America may have been largely quiet on this kind of thing but never so on the topic of affirmative action, which critics have long contended gives an unfair advantage to African Americans.

I’ve been reflecting on this as I’ve watched this admissions cheating scandal unfold. Many of the loudest critics of affirmative action ignore the historical and systematic disadvantages that black people have contended with for centuries and demand a color-blind but also level playing field. But when it comes to the issue of entitlement of the rich, there has been virtual silence, aside from occasional questions about how certain members of the Trump administration, including Jared Kushner, may have ended up at elite educational institutions.

I’m glad that this long-accepted but nefarious practice of allowing the wealthy to buy their way into certain high-status schools has been exposed for the illicit practice it is. As a nation, we should be in an uproar.

We’ve been hearing about this kind of shadiness on university campuses for years. As the saying goes, the rich get richer, and this is one way that wealth gets leveraged before young adults even make it to the workforce.
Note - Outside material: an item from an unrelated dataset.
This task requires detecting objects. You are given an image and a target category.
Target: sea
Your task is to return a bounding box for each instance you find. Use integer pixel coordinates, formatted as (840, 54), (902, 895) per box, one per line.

Lori Loughlin, whose credits include the TV show Full House, is among the notables caught up in the scandal. The actress, who is accused of paying a $500,000 bribe to have her two daughters designated as crew team recruits at the University of Southern California, surrendered on Wednesday.

“Privileged people want to protect their privilege," pointed out Daniel Laurison, co-author of The Class Ceiling: Why It Pays to Be Privileged (Policy Press, 2019).

Ironically, when blacks enter traditionally white spaces on certain college campuses and in the workforce, they often are treated suspiciously even if they have not benefited from affirmative action.

“There are all of these folks telling these stories of, like, the white kid in high school saying, ‘You just got in because of affirmative action. You don’t really deserve it,' and the white kid at the college saying, ‘What are you doing here?'" said Laurison, who also is an assistant professor of sociology at Swarthmore College. “A big part of the story is just flat-out racism, the belief that black people are not as worthy or capable as white people and don’t deserve the same things.”

It will be interesting to see if this scandal, code-named Operation Varsity Blue, ignites the same passion.

Maybe one day, some rich kid will be confronted by a classmate questioning how he landed a spot at XYZ University.

Perhaps the wealthy will have to get used to being second-guessed the way so many black students have been for so many years. They’ll see how it feels when classmates demand to check their grades or SAT scores to see if they qualified for their spot at an elite university.

It could happen, but I won’t be surprised if it doesn’t. This is still America, and the wealthy are entitled to many breaks that the rest of us aren’t, on taxes and otherwise.